A cross-section of the straight sided, stepped tubular member of FIG. 7 is shown in FIG. 8 with pressure sensitive tape 41 in place sealing off openings 63 before final installation of the second pane of glass. A perspective view of corner member 47 in tube 45 before joining of tubes 45 and 43 is shown in FIG. 9. One of the four decorative framing strips 65 of frame 19 is shown in FIG. 10. Such strips are mitered at ends 67 so as to be attractively fitted together.

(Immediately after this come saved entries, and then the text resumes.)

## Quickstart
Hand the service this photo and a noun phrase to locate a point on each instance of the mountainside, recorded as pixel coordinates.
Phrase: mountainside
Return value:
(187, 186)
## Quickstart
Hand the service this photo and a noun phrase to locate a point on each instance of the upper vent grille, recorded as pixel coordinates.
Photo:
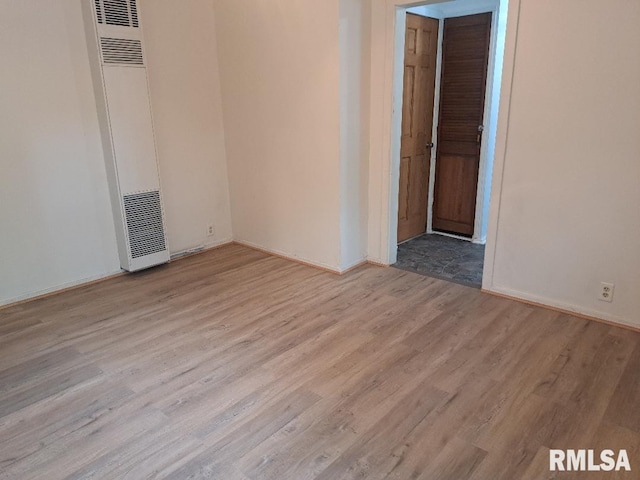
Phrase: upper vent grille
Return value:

FIG'S. 11 and 12 are illustrative of steps in the process of manufacturing the tubular side spacing members of this invention. In FIG. 11 tube 69, with openings 71 therein, is shown with a soft wax, mastic, plastic or silicone rubber sealant 73 filling one end thereof. Such product is producible by dipping tube 69 into a mass of the material of hermetic seal 73. At this stage opening 71 in the interior side of tube 69 is not sealed with pressure sensitive tape. Subsequently, mass 73 may be pushed inwardly by means of a ram, shaped to conform with the interior of the tube, or may be pushed inwardly by a conforming corner member which it then helps to hold in position while creating a hermetic seal. In FIG. 12 tube 69 is shown with desiccant 35 having been added thereto through open end 75 after pressure sensitive tape 41 has been placed in position sealing off openings 71. Sealant 77 is then placed atop the desiccant before the desiccant may be sifted to a smaller volume. This allows room for expansion of the desiccant as it takes up moisture and prevents the possibility of any such expansion distorting tube 69. A space 79 is left above sealant 77 for insertion of another corner member from another side member or for insertion of a separate corner member to join another side member to the illustrated one. Although, as illustrated, tape 41 is applied after sealant 73, in some embodiments of the invention it will be continuously applied to the tubing over the openings in it, often covering about 1/8 to 1/2 the tubing width, even before such tubing is cut to size and sometimes may be rolled up with the tubing to form rolls thereof for easier storage before cutting and use.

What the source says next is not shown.